Ogni regione ne vanta un’ampia scelta: dai friulani, di forma romboidale, senza uova e burro, con una grattata di scorza di limone, ai toscani di colore scuro, dato dallo zucchero caramellato, per ricordare il lutto della Chiesa per la morte di Cristo e dalle forme caratteristiche la A (alfa), la O (omega) e la M di “memento”.

Mandorle e scorza d’arancia caratterizzano i dolci siciliani conosciuti in provincia di Trapani come taglian’cozzi. Poi ci sono gli invitanti genovesi ricoperte di glassa la cui origine è attribuita alle suore agostiniane o gli austeri lucani (altre preparazioni su I dolci delle feste, Slow Food Editore). Prodotti che hanno loro radici profonde nella tradizione rurale come molti simboli che caratterizzano questo periodo, ad esempio la luna e le uova. 

Tempo di pace e rinnovamento della vita

Mentre le altre date delle festività religiose sono fisse, quella della Pasqua varia ogni anno ed è calendarizzata nella prima domenica che segue la luna piena dopo l’equinozio di primavera. Il risveglio della natura coincideva anche con il risveglio delle comunità. Sono di questo periodo molti rituali che avevano la funzione di mantenere e rafforzare la vita delle realtà rurali dopo il torpore invernale. Ed è in questo contesto che si inseriscono usanze come la questua delle uova – simbolo di fecondità perché embrioni della vita – che, sul finire del periodo quaresimale, si effettuava nelle cascine lontane dai centri abitati al fine di ricostruire la socialità del paese depotenziata dall’isolamento invernale.

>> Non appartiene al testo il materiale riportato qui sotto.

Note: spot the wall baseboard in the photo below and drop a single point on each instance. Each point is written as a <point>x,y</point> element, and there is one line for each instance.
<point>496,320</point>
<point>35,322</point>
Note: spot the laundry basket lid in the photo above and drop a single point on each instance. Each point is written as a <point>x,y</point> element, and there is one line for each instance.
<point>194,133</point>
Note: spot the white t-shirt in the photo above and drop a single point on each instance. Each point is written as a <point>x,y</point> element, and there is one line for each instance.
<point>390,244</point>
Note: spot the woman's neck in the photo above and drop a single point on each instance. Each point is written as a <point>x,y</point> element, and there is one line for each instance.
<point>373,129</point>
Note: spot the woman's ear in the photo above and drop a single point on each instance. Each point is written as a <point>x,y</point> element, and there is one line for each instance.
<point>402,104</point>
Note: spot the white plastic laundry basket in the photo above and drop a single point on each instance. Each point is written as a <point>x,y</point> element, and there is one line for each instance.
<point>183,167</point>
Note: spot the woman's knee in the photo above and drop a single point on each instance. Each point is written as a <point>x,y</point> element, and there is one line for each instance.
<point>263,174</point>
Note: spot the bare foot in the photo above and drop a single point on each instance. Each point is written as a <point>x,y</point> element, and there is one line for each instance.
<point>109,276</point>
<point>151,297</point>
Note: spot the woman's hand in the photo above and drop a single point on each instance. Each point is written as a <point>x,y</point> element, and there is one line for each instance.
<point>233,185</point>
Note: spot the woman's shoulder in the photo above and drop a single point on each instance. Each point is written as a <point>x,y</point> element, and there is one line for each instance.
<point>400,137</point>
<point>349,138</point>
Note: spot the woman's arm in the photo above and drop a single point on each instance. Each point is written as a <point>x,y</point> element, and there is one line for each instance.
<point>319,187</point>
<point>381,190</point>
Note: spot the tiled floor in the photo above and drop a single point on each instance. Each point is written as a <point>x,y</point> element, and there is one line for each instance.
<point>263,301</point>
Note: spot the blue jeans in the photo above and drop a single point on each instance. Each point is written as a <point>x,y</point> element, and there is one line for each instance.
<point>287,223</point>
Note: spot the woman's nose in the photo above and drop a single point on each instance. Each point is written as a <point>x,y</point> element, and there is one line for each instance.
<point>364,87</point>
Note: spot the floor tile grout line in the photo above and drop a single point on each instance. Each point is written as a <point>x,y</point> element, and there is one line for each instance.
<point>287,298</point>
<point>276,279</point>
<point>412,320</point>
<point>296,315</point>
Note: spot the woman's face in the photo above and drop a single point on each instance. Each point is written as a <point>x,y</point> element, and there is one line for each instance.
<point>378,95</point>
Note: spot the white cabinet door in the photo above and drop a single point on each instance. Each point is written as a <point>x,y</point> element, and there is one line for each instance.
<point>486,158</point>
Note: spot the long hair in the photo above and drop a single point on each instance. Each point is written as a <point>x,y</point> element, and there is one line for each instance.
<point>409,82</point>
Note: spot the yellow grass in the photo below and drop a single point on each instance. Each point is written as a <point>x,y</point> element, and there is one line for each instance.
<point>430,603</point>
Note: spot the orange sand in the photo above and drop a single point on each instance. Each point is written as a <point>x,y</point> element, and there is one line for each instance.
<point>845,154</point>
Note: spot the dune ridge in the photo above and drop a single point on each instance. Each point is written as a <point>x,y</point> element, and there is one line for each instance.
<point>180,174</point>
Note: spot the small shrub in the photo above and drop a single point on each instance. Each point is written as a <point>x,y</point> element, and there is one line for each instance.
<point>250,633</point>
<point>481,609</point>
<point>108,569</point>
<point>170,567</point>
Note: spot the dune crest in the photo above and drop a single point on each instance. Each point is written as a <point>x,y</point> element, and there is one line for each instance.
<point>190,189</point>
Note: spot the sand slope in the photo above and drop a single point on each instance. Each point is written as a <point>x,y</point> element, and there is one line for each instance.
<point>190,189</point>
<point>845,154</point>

Tra queste, la più diffusa (e ancora attiva) almeno tra le colline di Langa e Roero, è il Canté j’euv (Cantare le uova): gruppi di giovani, nel cuore della notte, passano di cascina in cascina, cantando e ballando, ricevendo in cambio delle uova o altri prodotti della campagna. Non solo risveglio della natura, quindi, ma anche inclusione e dialogo tra realtà diverse, tempo di pace, di rinnovamento della vita, che caratterizzavano le comunità rurali: aspetti di cui abbiamo estrema necessità in questo periodo storico.